2014 ACM/ICPC Asia Regional Guangzhou Online Wang Xifeng & #39; s Little Plot HDU5024, icpcxifeng

2014 ACM/ICPC Asia Regional Guangzhou Online Wang Xifeng's Little Plot HDU5024, icpcxifeng

A good enumeration + simulated question. Change thinking perspective

I did this question, N <= 100 in size, and thought it was a normal DFS search, so I wrote it dumbly. Various conditions limit the simulation process

However, a careful analysis shows that each vertex is traversed in all eight directions 100X100X100 ^ 8. X points, select from 8 when each point goes, TLE

So we changed it to another angle:

Take the compliant point as the turning point and walk in two vertical directions to find the farthest distance. In this way, you only need to know the length of each vertex and combine the corresponding values.

This avoids deep search for each vertex.

PS: When searching, x and y are reversed, leading to a problem in the diagram. Later, [dy] [dx] is used to indicate the position, and the front row changes. It is best to write the search time mark at the beginning and end of the function to adapt to complex situations.
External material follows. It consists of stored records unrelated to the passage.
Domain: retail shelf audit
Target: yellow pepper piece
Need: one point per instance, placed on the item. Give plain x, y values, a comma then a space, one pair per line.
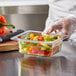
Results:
22, 50
45, 45
31, 35
43, 48
58, 37
35, 37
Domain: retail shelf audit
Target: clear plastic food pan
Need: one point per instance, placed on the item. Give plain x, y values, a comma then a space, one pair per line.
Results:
35, 43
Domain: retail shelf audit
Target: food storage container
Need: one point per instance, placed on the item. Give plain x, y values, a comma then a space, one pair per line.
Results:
28, 43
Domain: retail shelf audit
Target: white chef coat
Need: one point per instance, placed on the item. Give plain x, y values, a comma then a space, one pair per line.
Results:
59, 9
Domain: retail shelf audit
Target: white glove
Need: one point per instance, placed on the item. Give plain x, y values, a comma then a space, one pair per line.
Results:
65, 26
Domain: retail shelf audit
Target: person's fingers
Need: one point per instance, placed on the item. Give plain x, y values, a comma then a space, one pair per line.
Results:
66, 27
6, 31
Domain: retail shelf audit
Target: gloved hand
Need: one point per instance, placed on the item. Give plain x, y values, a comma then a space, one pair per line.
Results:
65, 26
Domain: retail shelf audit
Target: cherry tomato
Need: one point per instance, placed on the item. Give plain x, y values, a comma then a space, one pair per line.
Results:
2, 30
27, 42
19, 36
40, 38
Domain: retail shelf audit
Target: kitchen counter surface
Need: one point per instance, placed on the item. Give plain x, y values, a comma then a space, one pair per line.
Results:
22, 2
61, 64
8, 7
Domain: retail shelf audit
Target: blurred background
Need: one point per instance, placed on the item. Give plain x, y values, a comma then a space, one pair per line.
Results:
25, 14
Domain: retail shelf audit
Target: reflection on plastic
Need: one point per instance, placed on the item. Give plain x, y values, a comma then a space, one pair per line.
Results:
36, 66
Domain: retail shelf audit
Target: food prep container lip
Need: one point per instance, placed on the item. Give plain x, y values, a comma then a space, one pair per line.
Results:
37, 41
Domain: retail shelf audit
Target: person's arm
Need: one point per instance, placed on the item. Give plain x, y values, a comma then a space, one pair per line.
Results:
64, 26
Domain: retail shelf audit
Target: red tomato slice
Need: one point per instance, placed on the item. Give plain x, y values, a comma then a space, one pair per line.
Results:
27, 42
2, 30
40, 38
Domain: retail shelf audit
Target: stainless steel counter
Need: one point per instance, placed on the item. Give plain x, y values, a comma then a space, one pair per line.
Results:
22, 6
61, 64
#include <stdio.h>#include <string.h>#include<iostream>using namespace std;#define mem(a) memset(a,0,sizeof(a))#define max(a,b) (a)>(b)?(a):(b)typedef __int64 LL;const LL maxn=10+100;int maps[maxn][maxn];int vis [maxn][maxn];int N,M,T;int dt[][2]={{0,-1},  {1,-1},  {1,0} , {1,1},  {0,1},  {-1,1},  {-1,0},  {-1,-1}};int step[8];int IsInBord(int x,int y){    if(x<0 || x>=N || y<0 || y>=N)        return 0;    return 1;}int main(){#ifndef ONLINE_JUDGE   // freopen("in.txt","r",stdin);#endif    int i,j,k;    char str[100];    while(scanf("%d",&N),N)    {        getchar();        mem(maps);        for(i=0;i<N;i++)        {            gets(str);            int len=strlen(str);            for(j=0;j<len;j++)            {                if(str[j]=='.')                    maps[i][j]=1;            }        }        int ans=0;        for(i=0;i<N;i++)            for(j=0;j<N;j++)            {                if(maps[i][j]==0 )                    continue;                int ai, aj;                for(k = 0; k < 8;k++)                {                    step[k] = 0;                    ai = i + dt[k][1];                    aj = j + dt[k][0];                    //cout<<"k"<<k<<","<<dt[k][1]<<","<<dt[k][0]<<endl;                    while(IsInBord(ai, aj) && maps[ai][aj] == 1)                    {                        step[k]++;                        ai += dt[k][1];                        aj += dt[k][0];                        //cout<<ai<<","<<aj<<","<<maps[ai][aj]<<endl;                    }                }                int res = 0;                for(k = 0; k < 8; k++)                {                    if(step[k] + step[(k + 2) % 8] + 1 > res)                    {                        res  = step[k] + step[(k + 2) % 8] + 1;                    }                }                ans = max(res, ans);            }    printf("%d\n",ans);    }    return 0;}

What is ACM/ICPC Asia Regional?

International. The finals are world-class. Asia belongs to the intercontinental and international level!